Now who is to blame for the emergency response fiasco that occurred after Katrina? Where to start… Hmmm. Let’s start with the local authorities. Where the mayors and governors decided early to order evacuation, we saw less human suffering. In the case of New Orleans however; I think Nagin and Blanco waited too long. But I don’t entirely blame them. Most of the people evacuated safely. The ones that stayed were the issue. Who is to blame for them staying? Poverty? No. Despite liberal leadership’s assertion to the contrary poverty had little to do with the people who stayed. I personally know of people in New Orleans. They weren’t rich. But when came time to leave they got out. All of them, mothers, fathers, uncles, they ALL made it to Mississippi because they were determined not to lose anyone in the storm. But that was a personal decision, the same one faced by everyone in the storm’s path.  To say “I am too poor to leave” is the same as saying “I intend to stay”. People without cars seem to have no problem getting around when it suits them.

Was the response time acceptable. No. Even the President said so. But who was to blame? Brown and FEMA? Governor Blanco? I don’t know. It strikes me as a huge comedy of errors where dozens of little details added up to a big disgusting whole.

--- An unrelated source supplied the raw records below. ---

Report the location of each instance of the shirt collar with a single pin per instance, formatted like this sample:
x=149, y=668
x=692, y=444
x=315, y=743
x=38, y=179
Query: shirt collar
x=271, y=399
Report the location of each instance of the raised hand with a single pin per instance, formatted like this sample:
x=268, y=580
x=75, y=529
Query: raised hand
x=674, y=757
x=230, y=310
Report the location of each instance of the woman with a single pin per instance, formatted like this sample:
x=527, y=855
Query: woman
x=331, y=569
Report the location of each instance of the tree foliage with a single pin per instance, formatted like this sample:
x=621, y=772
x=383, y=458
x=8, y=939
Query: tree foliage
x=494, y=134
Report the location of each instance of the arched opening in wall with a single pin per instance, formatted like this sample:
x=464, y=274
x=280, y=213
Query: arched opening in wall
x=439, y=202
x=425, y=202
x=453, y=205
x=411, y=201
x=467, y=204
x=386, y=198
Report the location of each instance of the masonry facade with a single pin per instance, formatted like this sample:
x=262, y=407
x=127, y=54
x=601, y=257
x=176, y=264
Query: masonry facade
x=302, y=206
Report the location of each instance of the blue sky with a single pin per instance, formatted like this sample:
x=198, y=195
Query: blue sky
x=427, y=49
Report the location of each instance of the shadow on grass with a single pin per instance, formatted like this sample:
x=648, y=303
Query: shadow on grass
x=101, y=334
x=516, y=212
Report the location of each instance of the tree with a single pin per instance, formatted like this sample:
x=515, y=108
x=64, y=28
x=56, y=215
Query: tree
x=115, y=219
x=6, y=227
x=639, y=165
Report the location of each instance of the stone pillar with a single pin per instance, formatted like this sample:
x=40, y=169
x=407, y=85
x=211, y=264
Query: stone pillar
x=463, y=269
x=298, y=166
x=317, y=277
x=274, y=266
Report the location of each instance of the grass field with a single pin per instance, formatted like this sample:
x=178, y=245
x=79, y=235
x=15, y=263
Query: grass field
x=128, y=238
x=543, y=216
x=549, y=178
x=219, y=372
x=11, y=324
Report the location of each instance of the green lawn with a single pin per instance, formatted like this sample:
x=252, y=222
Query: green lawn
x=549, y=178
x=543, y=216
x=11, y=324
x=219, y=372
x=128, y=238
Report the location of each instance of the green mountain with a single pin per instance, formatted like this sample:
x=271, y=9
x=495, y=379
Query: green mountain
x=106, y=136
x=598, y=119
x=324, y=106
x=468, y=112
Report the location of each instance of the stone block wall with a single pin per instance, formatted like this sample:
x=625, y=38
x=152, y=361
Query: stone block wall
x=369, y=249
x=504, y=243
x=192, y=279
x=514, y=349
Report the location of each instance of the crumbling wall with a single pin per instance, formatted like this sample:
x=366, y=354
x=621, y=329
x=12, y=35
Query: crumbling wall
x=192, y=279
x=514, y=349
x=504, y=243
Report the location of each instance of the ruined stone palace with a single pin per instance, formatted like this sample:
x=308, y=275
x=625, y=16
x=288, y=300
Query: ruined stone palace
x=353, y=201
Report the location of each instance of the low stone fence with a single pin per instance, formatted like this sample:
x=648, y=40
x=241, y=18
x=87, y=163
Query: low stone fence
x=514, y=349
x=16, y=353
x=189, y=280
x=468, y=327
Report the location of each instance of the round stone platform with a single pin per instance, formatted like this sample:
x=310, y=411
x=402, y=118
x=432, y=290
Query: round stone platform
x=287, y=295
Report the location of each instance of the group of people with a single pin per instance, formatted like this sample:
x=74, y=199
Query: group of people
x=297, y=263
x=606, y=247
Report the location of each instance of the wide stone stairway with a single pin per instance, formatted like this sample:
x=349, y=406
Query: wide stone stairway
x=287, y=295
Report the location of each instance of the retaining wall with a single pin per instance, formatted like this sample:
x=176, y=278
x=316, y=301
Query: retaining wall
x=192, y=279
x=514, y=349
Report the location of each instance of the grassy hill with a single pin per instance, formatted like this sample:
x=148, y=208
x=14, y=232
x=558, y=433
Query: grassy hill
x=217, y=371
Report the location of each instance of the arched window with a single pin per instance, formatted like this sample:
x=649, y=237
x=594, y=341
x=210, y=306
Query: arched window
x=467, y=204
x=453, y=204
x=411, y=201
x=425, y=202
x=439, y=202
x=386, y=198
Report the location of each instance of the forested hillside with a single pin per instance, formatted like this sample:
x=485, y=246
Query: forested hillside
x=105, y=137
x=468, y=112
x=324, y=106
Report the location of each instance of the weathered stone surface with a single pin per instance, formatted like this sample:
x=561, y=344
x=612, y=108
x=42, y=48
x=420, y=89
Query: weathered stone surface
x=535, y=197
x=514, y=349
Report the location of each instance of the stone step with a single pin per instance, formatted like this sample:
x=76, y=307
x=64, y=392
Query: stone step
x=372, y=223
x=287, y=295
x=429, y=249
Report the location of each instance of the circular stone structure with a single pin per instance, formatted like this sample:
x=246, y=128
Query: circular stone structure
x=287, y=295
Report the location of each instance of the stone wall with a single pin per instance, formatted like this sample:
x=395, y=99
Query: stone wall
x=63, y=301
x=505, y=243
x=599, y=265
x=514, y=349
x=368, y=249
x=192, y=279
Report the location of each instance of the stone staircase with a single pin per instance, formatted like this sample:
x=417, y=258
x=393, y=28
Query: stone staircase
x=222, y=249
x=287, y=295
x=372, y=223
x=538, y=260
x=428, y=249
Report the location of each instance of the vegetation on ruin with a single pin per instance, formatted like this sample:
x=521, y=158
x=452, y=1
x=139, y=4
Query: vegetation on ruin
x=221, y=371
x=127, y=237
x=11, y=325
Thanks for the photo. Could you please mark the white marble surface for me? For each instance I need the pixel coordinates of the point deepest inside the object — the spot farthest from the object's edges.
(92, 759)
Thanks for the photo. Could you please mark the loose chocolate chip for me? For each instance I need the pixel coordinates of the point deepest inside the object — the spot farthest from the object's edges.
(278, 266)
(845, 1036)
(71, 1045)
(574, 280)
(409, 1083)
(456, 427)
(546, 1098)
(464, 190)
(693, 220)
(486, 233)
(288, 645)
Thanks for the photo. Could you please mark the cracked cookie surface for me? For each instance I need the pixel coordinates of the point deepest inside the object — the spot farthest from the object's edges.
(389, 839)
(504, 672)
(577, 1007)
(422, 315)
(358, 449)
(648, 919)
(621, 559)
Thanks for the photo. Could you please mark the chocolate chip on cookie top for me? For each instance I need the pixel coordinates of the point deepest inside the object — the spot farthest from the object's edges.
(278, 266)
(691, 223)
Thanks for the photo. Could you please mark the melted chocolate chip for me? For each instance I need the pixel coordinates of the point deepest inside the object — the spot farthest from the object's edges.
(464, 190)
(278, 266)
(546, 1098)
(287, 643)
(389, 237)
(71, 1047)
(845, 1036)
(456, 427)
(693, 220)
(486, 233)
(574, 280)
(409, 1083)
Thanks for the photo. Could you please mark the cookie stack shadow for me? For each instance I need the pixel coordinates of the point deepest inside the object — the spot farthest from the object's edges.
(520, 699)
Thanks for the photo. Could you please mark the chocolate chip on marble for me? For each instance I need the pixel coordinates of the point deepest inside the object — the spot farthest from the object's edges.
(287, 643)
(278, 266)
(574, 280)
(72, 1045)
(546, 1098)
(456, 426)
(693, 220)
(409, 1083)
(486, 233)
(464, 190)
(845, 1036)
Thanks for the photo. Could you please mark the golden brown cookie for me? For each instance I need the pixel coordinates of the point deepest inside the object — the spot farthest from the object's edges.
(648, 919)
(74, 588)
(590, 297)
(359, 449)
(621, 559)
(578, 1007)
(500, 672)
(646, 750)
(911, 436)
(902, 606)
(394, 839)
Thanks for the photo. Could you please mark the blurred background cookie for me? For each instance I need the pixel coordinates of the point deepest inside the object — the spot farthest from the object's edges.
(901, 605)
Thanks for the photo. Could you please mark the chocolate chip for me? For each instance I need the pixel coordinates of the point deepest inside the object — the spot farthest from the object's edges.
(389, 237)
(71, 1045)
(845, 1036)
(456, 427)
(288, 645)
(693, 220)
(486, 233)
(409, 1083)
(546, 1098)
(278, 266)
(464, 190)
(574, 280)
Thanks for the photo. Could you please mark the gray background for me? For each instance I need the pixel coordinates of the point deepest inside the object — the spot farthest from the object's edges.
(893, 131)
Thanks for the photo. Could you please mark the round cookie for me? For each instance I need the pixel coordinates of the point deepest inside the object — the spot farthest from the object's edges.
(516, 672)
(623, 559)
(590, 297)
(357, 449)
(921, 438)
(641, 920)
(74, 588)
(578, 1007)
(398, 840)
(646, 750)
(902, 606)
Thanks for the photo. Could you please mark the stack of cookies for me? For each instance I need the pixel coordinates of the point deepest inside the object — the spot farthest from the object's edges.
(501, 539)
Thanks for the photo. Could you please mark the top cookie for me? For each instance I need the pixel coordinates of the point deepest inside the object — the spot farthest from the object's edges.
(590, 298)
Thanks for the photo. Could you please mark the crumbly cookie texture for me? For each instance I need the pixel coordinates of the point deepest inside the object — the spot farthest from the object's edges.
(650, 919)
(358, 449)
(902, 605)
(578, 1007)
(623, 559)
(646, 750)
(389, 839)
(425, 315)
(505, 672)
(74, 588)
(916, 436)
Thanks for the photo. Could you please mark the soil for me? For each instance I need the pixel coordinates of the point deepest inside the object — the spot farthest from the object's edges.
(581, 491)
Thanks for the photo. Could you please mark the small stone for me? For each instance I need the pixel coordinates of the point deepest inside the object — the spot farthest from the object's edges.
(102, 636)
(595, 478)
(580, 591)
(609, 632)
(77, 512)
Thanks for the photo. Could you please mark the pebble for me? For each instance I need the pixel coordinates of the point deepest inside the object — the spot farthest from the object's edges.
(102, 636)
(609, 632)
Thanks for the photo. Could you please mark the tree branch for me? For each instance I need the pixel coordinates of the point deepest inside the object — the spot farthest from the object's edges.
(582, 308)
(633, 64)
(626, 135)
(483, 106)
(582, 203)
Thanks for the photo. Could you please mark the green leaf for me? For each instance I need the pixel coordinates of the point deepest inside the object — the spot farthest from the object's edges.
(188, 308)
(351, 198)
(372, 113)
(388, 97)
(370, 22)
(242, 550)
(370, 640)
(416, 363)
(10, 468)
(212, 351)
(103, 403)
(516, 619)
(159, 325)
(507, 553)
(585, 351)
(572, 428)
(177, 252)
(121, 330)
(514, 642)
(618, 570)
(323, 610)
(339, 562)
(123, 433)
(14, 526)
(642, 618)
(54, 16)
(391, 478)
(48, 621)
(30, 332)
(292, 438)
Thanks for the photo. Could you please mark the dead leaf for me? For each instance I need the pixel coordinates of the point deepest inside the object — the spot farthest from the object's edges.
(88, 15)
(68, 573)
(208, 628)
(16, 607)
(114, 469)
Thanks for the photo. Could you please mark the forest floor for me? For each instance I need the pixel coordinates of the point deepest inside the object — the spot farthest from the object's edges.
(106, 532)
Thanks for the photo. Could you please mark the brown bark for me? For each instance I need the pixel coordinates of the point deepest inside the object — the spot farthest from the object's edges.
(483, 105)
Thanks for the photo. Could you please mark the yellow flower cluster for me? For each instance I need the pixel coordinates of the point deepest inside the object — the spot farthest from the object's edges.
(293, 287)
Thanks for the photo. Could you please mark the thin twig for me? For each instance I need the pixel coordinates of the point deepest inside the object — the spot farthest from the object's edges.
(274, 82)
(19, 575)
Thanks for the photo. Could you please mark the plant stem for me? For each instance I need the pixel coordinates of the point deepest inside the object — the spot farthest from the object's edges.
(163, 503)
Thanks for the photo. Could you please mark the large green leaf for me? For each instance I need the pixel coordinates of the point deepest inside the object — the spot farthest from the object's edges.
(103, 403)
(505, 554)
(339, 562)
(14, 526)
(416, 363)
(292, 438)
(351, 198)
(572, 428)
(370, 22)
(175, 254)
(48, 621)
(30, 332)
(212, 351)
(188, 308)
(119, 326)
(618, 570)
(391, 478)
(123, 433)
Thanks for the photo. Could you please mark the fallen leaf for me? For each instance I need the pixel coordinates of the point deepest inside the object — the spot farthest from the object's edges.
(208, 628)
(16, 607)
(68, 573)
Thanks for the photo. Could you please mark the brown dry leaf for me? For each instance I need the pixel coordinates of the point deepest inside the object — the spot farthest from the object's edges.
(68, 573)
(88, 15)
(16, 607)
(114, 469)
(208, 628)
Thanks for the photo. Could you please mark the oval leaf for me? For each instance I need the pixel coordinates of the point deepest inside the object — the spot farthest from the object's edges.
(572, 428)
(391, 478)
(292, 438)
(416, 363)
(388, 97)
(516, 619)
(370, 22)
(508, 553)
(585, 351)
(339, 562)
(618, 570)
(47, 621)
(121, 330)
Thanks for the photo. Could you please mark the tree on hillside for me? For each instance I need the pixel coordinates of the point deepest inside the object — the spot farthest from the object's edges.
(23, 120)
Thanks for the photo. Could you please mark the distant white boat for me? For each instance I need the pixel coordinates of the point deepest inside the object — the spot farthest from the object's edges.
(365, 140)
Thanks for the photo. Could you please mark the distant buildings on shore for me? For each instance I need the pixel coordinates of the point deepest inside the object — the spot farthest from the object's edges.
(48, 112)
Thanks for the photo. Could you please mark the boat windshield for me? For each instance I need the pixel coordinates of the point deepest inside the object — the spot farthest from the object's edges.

We had resources available but not allocated. Resources allocated and then redeployed elsewhere. We saw resources available but tied up by bureaucracy. We had people who were left unattended in the civic center. We had people in the superdome die. People were still in their homes when waters forced them to their roofs.  But was there one place that we could point to and say this was to blame? I don’t think so.  That is important because I don’t believe given the magnitude of the disaster and the short time in which all the destruction occurred and the duration of the storm that the mobilization of relief cold have happened much faster than it did.

Which brings me to my last point, was the slow response due to racism? No. Absolutely not. And this point is the greatest source of my anger. What evidence do the race-baiters have that this response was racially biased? None. They only make statements that can’t be proven like “If most of the people stranded were rich white folks then the government would have acted much sooner!”  Or “Nobody cares about poor Black people”. Then alleged Black leaders like Jesse Jackson drop in for a quick photo-op and repeat the racism meme.  I blame those leaders for continued racial tensions and state of victimhood that many of my people cannot seem to rise above.

How do I feel about Katrina? I feel that the blame game she left in her wake has done more damage than her winds. I feel it will take longer to recover from the opportunistic posturing of the liberals than it will to rebuild the economic infrastructure she washed away.